Statistical methods can deal with black swans, but you've got to get away from normal distributions and also model the risk that your model is wrong.
Since training sets come from the same place sausage comes from, training sets in machine learning rarely teach the algorithm the correct prior distribution of the class. Punch a new prior into the system and it will perform much better.
Some kinds of sampling biases can be somewhat overcome. Involvement of multiple people smoothes out individual bias. (Kurzweil's project of stealing a human soul with a neural network is already being scoops by projects that are stealing statistical models of many souls.)
Language zone Wikipedias are obviously biased towards the viewpoint of people in that language zone. Mostly that's a good thing, because a Chinese knowledge base that reflected an Anglophone bias would seem unnatural to Chinese speakers.
And that's the point. Useful systems don't "eliminate bias" but they are given the bias that they need in order to do their job.
I agree categories are most useful when they are the categories you need. The toolbox above can help you estimate these with precision so high that it's difficult to measure.
Arnold S isn't the best case for categories because humans, bodybuilders, places, chemicals and such are well ontologized. Look at the collection that comes up for the word "Intersection",
http://en.wikipedia.org/wiki/Intersection
Most of these are connected to the larger mass through just a few categories that would be hard to express as restriction types. Wikipedia is reasonable to require concepts to have a category because really, if you want to assert something exists and can't find some category that this thing is a member of, I wouldn't be so sure that this thing exists.

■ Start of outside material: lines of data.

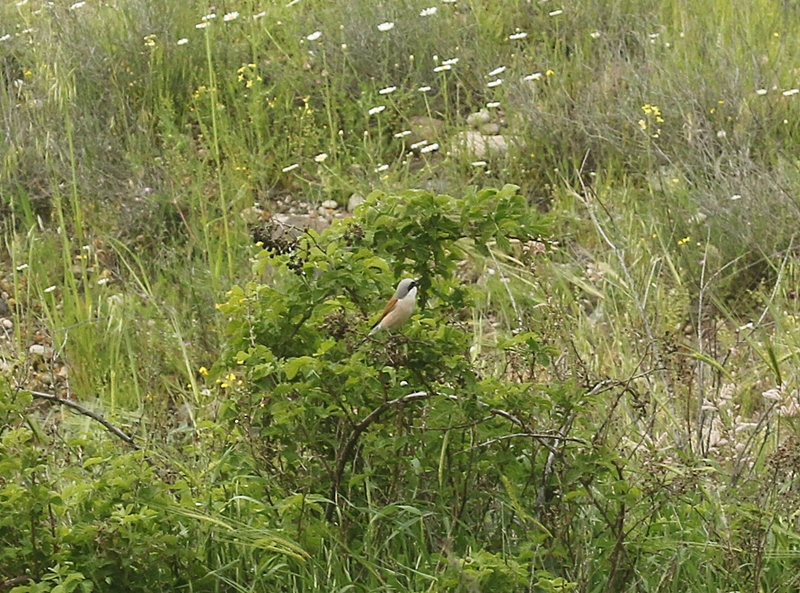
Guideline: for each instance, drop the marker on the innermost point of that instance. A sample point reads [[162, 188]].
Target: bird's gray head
[[406, 285]]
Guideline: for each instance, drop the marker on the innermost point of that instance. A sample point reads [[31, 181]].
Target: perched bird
[[399, 308]]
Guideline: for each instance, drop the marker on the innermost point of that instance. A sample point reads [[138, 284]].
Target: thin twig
[[530, 435], [505, 282], [352, 440], [87, 412]]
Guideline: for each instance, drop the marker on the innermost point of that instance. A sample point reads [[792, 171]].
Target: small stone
[[354, 202], [481, 117], [478, 147], [41, 350], [424, 128], [291, 226]]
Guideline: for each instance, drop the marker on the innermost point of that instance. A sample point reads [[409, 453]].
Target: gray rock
[[489, 129], [478, 146], [479, 118], [354, 202], [291, 226]]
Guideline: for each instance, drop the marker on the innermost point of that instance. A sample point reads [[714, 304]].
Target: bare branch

I'm not sure if there is anything I can't do with the current situation, but bear in mind that I'm going to look at DBpedia, Wikidata and Freebase facts too and be willing to do data cleaning processing and hand cleaning of results that I cannot accept. It's a tricky and somewhat expensive process (though it's cheaper than conventional ontology construction), so cleaner data makes this process cheaper and quicker and available to more end users personalized to their own needs to define the categories they need.
Well, intersection is just a disambiguation page, but the categories for intersection (set theory) are good starting points for queries. Maybe I want to look at all concepts that are in set theory and calculus. Or maybe I want to see all mathematical concepts except for those in set theory and then sort them by the date of the first publication that described them. I'd argue that these are potentially common scenarios that we want to make easier for everyone. I agree that there is no single perfect/master/universal ontology. Sure, our minds are all rooted around our perceptions. If I say "dad" it conjures different images in each of our heads. But if I say "Tom Cruise" our mental images are much more similar. So there are large portions of our internal ontologies and mental representations that we share, which are generally what we put in an encyclopedia for our culture. Cultural differences are certainly fascinating and often follow linguistic barriers. The Pirahã people don't have numbers, just one, two, and many, and their language can be whistled. In standard psychology, a typical hurdle for self-awareness in children and animals is the ability to find a spot painted on one's head by using a mirror. To try and imagine an extreme, if I was the first bear to use Wikipedia I might want to make things that can and cannot be eaten as the fundamental categories. Who knows? You can certainly view the current category system as a graph with only one type of edge (a is a member of b, or equivalently, b contains a). Having loops just means, for example, that the graph can't be a tree, which isn't inherently bad. It just means that you have to alter the definition of some concepts, like root, to fit a broader variety of possible structures.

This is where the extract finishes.